Pour un classement du château de Plessis-lès-Tours au titre des "domaines nationaux"

Vue sud-ouest du château de Plessis-lès-Tours. Photo Guillaume70 / Wikimedia commons, octobre 2017 (tourelle d’escalier reconnaissable sur la première des illustrations ci-desous).

Le château du Plessis (autrefois connu sous le nom de Montils-lez-Tours), situé dans la commune de La Riche (Indre-et-Loire), fait l’objet de nombreuses discussions dont les médias locaux se sont fait l’écho récemment. Propriété de la Ville de Tours depuis 1932, acquis avec l’aide de la Demeure Historique pour la somme de 150 000 francs de l’époque, l’édifice aura connu plusieurs destinations.

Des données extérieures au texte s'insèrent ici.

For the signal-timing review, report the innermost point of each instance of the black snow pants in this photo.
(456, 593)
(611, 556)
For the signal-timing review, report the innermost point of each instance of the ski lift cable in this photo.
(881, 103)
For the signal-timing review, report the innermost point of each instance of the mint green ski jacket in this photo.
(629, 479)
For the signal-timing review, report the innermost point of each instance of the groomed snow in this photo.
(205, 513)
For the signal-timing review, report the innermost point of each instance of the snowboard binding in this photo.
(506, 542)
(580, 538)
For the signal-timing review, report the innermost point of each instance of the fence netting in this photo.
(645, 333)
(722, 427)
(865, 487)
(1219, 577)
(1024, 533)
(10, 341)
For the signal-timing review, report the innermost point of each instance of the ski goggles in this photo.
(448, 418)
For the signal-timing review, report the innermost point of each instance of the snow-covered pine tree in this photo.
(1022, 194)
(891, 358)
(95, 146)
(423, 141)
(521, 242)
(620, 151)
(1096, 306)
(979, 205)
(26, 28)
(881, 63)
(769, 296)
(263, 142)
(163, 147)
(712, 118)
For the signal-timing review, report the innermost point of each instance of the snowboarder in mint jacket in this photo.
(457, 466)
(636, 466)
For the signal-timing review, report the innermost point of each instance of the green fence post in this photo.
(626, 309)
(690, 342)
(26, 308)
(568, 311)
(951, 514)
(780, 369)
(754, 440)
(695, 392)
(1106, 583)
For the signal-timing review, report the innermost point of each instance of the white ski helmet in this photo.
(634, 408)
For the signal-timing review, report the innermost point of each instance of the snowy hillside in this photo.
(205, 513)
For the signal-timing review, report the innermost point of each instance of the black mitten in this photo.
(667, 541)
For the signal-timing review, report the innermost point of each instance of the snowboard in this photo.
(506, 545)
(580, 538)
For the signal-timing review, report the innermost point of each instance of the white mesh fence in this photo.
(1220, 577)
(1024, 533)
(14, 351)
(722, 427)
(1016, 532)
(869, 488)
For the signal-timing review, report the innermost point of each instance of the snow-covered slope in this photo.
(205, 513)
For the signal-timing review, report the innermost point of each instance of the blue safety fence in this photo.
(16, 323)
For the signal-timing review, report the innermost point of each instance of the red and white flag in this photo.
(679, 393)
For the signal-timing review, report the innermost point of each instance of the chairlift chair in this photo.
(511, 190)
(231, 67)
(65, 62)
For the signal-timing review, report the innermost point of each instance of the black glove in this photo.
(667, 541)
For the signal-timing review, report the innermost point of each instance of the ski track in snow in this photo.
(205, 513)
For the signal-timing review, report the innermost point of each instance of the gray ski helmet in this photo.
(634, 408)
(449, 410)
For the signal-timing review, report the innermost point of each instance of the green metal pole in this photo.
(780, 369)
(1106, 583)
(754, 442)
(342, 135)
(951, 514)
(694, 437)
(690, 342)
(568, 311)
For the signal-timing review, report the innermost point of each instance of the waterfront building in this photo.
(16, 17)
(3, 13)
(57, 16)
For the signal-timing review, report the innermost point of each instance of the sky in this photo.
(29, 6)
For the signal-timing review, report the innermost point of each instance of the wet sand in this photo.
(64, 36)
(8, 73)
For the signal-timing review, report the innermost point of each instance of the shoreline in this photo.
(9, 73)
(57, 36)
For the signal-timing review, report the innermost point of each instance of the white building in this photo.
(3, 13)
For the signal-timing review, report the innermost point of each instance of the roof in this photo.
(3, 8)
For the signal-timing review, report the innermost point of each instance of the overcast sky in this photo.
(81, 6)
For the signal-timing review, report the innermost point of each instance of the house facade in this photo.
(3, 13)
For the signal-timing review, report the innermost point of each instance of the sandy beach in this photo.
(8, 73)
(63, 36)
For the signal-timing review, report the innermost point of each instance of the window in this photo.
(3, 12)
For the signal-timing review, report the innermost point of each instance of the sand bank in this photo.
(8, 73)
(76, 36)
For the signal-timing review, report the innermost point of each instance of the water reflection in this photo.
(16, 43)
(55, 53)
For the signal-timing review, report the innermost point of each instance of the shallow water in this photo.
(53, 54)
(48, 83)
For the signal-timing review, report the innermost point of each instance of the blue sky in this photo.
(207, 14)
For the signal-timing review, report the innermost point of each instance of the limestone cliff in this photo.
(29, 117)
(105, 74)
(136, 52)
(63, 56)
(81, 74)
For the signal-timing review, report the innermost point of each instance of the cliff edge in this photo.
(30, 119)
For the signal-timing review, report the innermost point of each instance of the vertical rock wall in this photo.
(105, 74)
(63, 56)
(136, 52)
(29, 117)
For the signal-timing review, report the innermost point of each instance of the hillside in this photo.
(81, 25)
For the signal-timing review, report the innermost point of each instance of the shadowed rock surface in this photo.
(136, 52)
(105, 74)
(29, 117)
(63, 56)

Veüe du chasteau du Plessis lez Tours, dessiné du dedans de la court, Louis Boudan, 1699, aquarelle, 33,4 x 29 cm, BNF, département Estampes et photographie, collection Gaignières, 5294. Source gallica.bnf.fr / BnF
Veüe de l’entrée du chasteau du Plessis lez Tours, avec la chapelle St Jean, Louis Boudan, XVIIe siècle, aquarelle, 33 x 29 cm, BNF, département Estampes et photographie, collection Gaignières, 5293. Source gallica.bnf.fr / BnF

Bien avant de devenir une résidence royale, s’élevait sur une butte au XIe siècle une forteresse le long de la Loire, les Montils. Louis XI, ayant séjourné dans cette demeure pendant son enfance, se porte acquéreur de la seigneurie en 1463, avant de changer son nom en Plessis-du-Parc, puis en Plessis-lès-Tours. Les historiens, s’appuyant sur les comptes de l’hôtel des rois de France, s’accordent à penser que la campagne de transformations commandée par le roi se situe entre 1478 et 1480. Elle donne naissance à une demeure de plaisance de plan quadrangulaire en briques et pierre, entourée de nombreuses dépendances.

Veüe du Chasteau Royal du Plessis Lez Tours. Louis Boudan, 1699, aquarelle, 33 x 29 cm, BNF, département Estampes et photographie, collection Gaignières, 5292. Source gallica.bnf.fr / BnF (voir photo ci-dessous).
"Veüe du chasteau royal du Plessis lez Tours", XVIIe siècle, BNF, Destailleur Province, t. 6, 1513 (voir photo ci-dessous).
Château de Plessis-lès-Tours aujourd’hui. Photo Guillaume70 / Wikimedia commons (voir illustrations précédentes).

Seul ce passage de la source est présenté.